EDN Europe's Editor Graham Prophet posts a selection of comments and insights prompted by the many items of industry news and rumour that cross the editorial desk or are gathered on his frequent travels to interviews, press conferences and events around Europe - and further afield - and somehow never find their way to the
magazine or the web site, recovering some of the information otherwise lost in the noise level...
Monday, August 17, 2009
Who pays?
I’ve said here, and in the editorial space in EDN Europe, that I have misgivings about the economic viability of the “totally-connected” – broadband everywhere – vision of the future. I’ve observed, for example, the less-than-sparkling track record of the mobile operators in extracting revenue from their customers for advanced services. Often, they seem to end up discounting – in some cases, to zero – anything other than voice as an incentive to retain customers. I don’t mean the business market, with 3G modems or Blackberries (for which there is some sort of viable business model); that’s not generating the sort of traffic that puts networks under strain and leads to demand for infrastructure upgrades. It’s Youtube and Facebook that really shifts the Gigabytes.

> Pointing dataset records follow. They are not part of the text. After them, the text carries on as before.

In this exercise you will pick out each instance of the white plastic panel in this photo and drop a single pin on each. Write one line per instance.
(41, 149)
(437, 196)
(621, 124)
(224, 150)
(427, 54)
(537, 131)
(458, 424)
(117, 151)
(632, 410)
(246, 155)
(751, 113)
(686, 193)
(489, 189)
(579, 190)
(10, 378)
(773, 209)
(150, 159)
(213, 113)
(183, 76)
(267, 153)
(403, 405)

Today, a newsletter from the IEC contains an editorial along similar lines; IEC Content Director Dr. Barry Sullivan asks, “Who Pays for All This?”, from which I quote the couple of paragraphs below; you can read the whole opinion piece here.
“Network operators have taken up the refrain of who will pay. The growing popularity of smart phones and netbooks promises a steady increase in data traffic over wireless networks. At the same time, market drivers are pushing operators toward flat-rate data plans that challenge network capacity as more customers take advantage of them.
“They say you get what you pay for. For the producer, that formulation works well when there is a large enough market to support development of the basic model, creating the opportunity to up sell the few willing to pay for one with all the extras. Satisfying the customer willing to pay more presupposes some larger number of customers for the basic model.
“The simple answer to the "who pays" question is the customer. Whether you are a newsroom manager or a network planner, the not-so-simple questions that follow include "who is my customer?" "how many customers do I have?" and most importantly "how much will they pay?"